Antero Braga [ab] Vim aqui parar por acidente e não por vocação. Sou natural da freguesia do Bonfim e na altura estudava no Instituto Comercial do Porto. No final do ano lectivo fui de férias e esqueci-me de fazer a matrícula, o que não deixou o meu pai nada satisfeito com a brincadeira. Resolvi então responder a um anúncio de emprego para o cargo de contabilista de uma empresa chamada Bertrand, situada na Rua 31 de Janeiro. Fui seleccionado e entrei ao serviço em Julho de 1968. Passado uns meses, em Dezembro, pediram-me para vigiar as pessoas que entravam na livraria, no sentido de ver se não tiravam este ou aquele livro. Como nunca tive espírito de polícia, em vez de vigiar comecei a atender os clientes. Entretanto, fui chamado ao director da zona Norte que me disse claramente: “Olhe, se você quiser ficar na contabilidade tem 50 escudos de aumento, se quiser ir para a livraria são cem escudos de aumento”. Nessa altura estava prestes a completar 19 anos e o que eu queria era de facto dinheiro. Mas não pensava que a minha vida iria ser aquela. Estava nos meus horizontes ser empregado na Companhia de Seguros Tranquilidade, onde tinha o meu padrinho de baptismo como funcionário superior. No entanto, acabei por ficar na livraria e apaixonei-me pelos livros.

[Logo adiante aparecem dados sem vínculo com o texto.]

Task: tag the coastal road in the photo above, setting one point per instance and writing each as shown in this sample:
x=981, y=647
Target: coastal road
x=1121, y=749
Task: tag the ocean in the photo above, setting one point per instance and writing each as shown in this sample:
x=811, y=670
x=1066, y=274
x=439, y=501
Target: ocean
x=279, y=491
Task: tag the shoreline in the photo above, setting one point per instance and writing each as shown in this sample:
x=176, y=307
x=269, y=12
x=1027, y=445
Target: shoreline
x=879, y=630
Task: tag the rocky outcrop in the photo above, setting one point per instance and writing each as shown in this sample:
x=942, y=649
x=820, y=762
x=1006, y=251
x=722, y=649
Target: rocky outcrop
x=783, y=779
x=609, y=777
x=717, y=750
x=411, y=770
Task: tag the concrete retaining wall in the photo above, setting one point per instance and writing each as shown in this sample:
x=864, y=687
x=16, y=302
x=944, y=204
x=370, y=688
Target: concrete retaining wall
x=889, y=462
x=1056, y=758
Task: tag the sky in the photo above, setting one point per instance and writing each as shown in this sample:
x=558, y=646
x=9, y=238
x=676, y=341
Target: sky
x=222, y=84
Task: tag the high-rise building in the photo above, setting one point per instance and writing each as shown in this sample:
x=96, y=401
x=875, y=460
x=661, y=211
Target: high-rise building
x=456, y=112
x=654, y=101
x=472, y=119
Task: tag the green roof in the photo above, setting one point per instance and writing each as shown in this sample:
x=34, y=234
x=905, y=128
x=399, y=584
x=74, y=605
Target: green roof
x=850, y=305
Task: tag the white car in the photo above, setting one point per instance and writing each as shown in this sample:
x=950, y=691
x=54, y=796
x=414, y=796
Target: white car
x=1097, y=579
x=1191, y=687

I_ Nunca mais “abandonou” a profissão?

ab_ Entretanto, tive que cumprir o serviço militar e, graças à ajuda da Dra. Laura Sá Carneiro Figueiredo, fui parar à intendência, passando à margem do problema de Ultramar. Terminado este período regressei da tropa a meio de 1974, já após a eclosão do 25 de Abril, e fui tomar conta de uma livraria que a Bertrand quis abrir em Aveiro. Fui convidado para chefe de departamento das lojas e agências da Bertrand, acabando por ser o mais novo gerente da loja, com 23 anos, e o mais novo chefe de departamento de lojas e agências, com 28 anos. Aos 29 anos saí da empresa e estive algum tempo a trabalhar como chefe de departamento e marketing, em Portugal, da Editora Abril Cultural. Nesse período ainda fiz alguns programas de televisão, nomeadamente o Passeio dos Alegres com Júlio Isidro.

Ao fim de nove meses regressei à Bertrand e, com 32 anos, fui o director geral mais novo da empresa, vindo mais tarde a assumir o cargo do administrador mais novo de toda a Bertrand. Enquanto administrador, fiz parte de um grupo de trabalho que recuperou a Bertrand de um período conturbado nos negócios, mas faltava ter algo que fosse meu.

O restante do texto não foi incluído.